The GIF and the sinkhole have certain formal features in common. In an essay for JCMS’s dossier on the Anthropocene, I describe the affinities shared between the GIF and the sinkhole. The GIF is a sync hole, I argue. It is an accumulation — even a stockpile — of artificial synchronizations. At the same time, the GIF is also a sync hole, as in a pit that absorbs the meaningful passage of time and/or space, and thus it banishes the engines of conventional narrative: happenstance, coincidence, and chance meeting. The GIF’s looping is where the telos of momentous time goes to die. It is, in other words, “a swallow hole,” where the event’s exceptionality is devoured and then regurgitated in a manner that frustrates progress, evolution, and even causation.

Meanwhile, the GIF provides a primary venue for sinkholes to occupy space on-line. GIF aggregating sites supply their users with hundreds and hundreds of sinkhole GIFs. Moreover, representations of sinkholes seem infected by a GIF-iness even when not appearing on GIF platforms. For example, sinkholes featured in conventional genres of non-fiction television appear to carry the qualities of the GIF with them; they are prone to repetition and looping in ways that make the beginning and end of an incident difficult to establish. Sinkholes often defy ordered recollections of events or infect the idea of the event with alternate trajectories of time and space, as if irreversibility always prevents any attempt to reset or to reverse a phenomenon’s direction.

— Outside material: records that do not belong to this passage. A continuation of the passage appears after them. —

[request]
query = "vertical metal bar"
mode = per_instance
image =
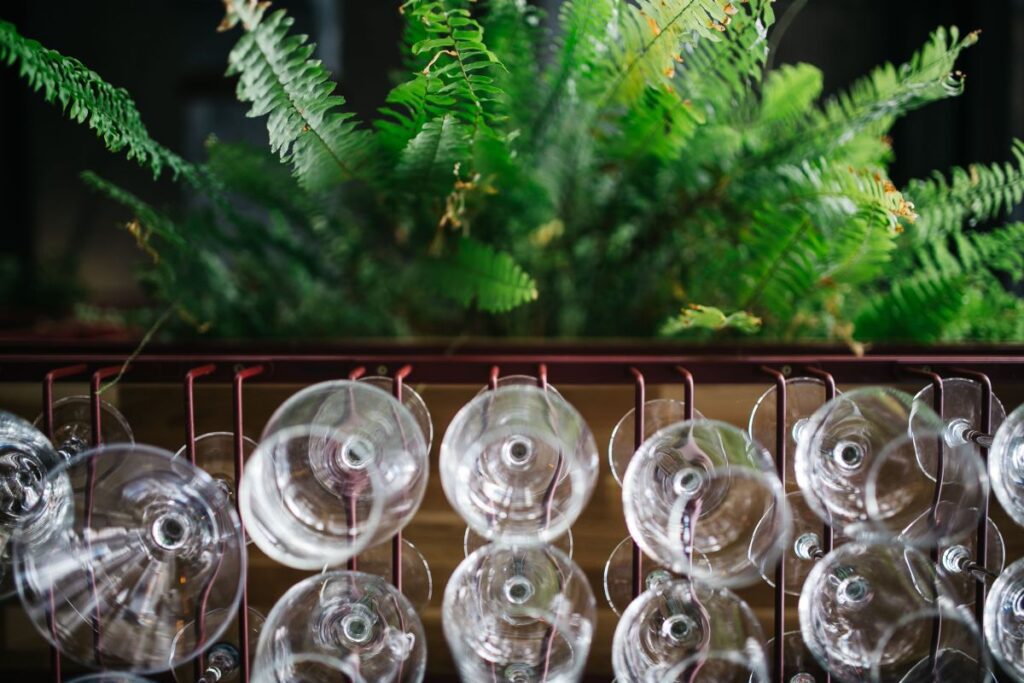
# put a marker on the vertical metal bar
(396, 386)
(90, 469)
(199, 664)
(687, 392)
(779, 616)
(238, 407)
(55, 673)
(981, 545)
(639, 399)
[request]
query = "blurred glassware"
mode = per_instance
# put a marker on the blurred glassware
(518, 614)
(1005, 620)
(859, 470)
(804, 395)
(680, 627)
(657, 414)
(519, 464)
(417, 581)
(223, 658)
(27, 498)
(73, 425)
(704, 485)
(1006, 465)
(134, 555)
(852, 598)
(342, 620)
(619, 574)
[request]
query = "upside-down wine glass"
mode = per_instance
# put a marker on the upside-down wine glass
(519, 615)
(859, 470)
(342, 623)
(518, 463)
(687, 631)
(852, 598)
(704, 486)
(341, 466)
(135, 554)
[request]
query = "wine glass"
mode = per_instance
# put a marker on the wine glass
(1006, 465)
(311, 499)
(704, 485)
(346, 619)
(412, 400)
(73, 425)
(799, 665)
(807, 548)
(804, 395)
(223, 658)
(471, 542)
(657, 414)
(417, 582)
(27, 498)
(1004, 621)
(518, 614)
(215, 454)
(619, 574)
(961, 415)
(370, 426)
(858, 469)
(939, 643)
(920, 507)
(686, 622)
(854, 595)
(135, 554)
(519, 464)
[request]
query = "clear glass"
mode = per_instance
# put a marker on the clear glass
(804, 395)
(371, 426)
(799, 666)
(619, 574)
(938, 644)
(519, 615)
(215, 455)
(854, 595)
(923, 508)
(518, 464)
(961, 411)
(705, 485)
(1005, 620)
(73, 425)
(342, 619)
(412, 400)
(136, 554)
(472, 542)
(682, 622)
(846, 438)
(657, 414)
(26, 457)
(417, 582)
(223, 658)
(806, 548)
(306, 503)
(1006, 465)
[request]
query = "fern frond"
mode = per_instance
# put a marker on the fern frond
(307, 126)
(478, 272)
(976, 194)
(85, 97)
(710, 317)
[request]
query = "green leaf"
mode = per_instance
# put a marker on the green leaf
(477, 271)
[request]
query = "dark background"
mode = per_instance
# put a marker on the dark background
(169, 56)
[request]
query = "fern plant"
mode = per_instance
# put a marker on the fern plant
(636, 169)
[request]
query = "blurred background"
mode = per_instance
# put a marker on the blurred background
(60, 240)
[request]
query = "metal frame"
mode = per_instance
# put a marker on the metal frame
(587, 366)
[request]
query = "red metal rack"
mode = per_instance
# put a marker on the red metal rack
(482, 366)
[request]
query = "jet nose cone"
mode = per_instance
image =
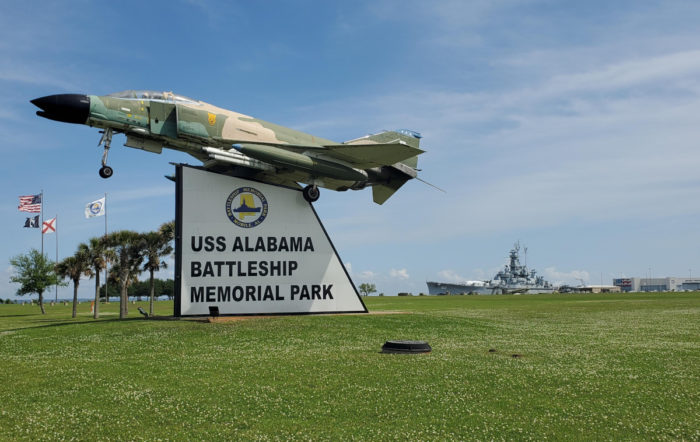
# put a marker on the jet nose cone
(68, 108)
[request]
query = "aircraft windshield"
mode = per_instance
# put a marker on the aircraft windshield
(151, 95)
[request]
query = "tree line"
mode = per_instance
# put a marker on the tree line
(129, 253)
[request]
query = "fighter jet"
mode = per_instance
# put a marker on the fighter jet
(229, 142)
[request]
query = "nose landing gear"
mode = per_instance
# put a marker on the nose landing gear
(105, 170)
(311, 193)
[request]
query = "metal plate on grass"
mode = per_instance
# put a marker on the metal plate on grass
(406, 347)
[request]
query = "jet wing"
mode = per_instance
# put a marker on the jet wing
(366, 156)
(360, 156)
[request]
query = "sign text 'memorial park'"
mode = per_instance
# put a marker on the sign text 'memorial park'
(254, 248)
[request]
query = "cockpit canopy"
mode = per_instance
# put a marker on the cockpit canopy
(152, 95)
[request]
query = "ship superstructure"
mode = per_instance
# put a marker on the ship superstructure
(514, 278)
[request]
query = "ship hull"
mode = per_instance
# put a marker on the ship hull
(446, 288)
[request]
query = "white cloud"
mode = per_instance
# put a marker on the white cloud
(399, 274)
(368, 274)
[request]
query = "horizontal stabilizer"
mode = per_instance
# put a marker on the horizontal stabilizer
(366, 156)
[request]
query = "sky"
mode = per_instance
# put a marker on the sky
(571, 127)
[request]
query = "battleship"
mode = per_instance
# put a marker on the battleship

The seeming limitlessness of the sinkhole is key not only to its infectious nature as visual spectacle but also to revising our sense of how to approach ecological collapse and how to react to its inevitability. We stare into a GIF of a sinkhole to witness the parameters of time and space as we know them dissolving before our eyes in the sinkhole’s sudden ingestion of people and things. Origin, occurrence, consequence, and aftermath become impossible to disentangle. The holes left by the earth giving way and the ground’s caving under an accumulated anthroposcenic weight challenge standard ecological discourses and the capacity of those discourses to manage the scale of humanity’s environmental footprint. The sinkhole’s vanishing vanishing-points demand that we rethink how to represent endgames.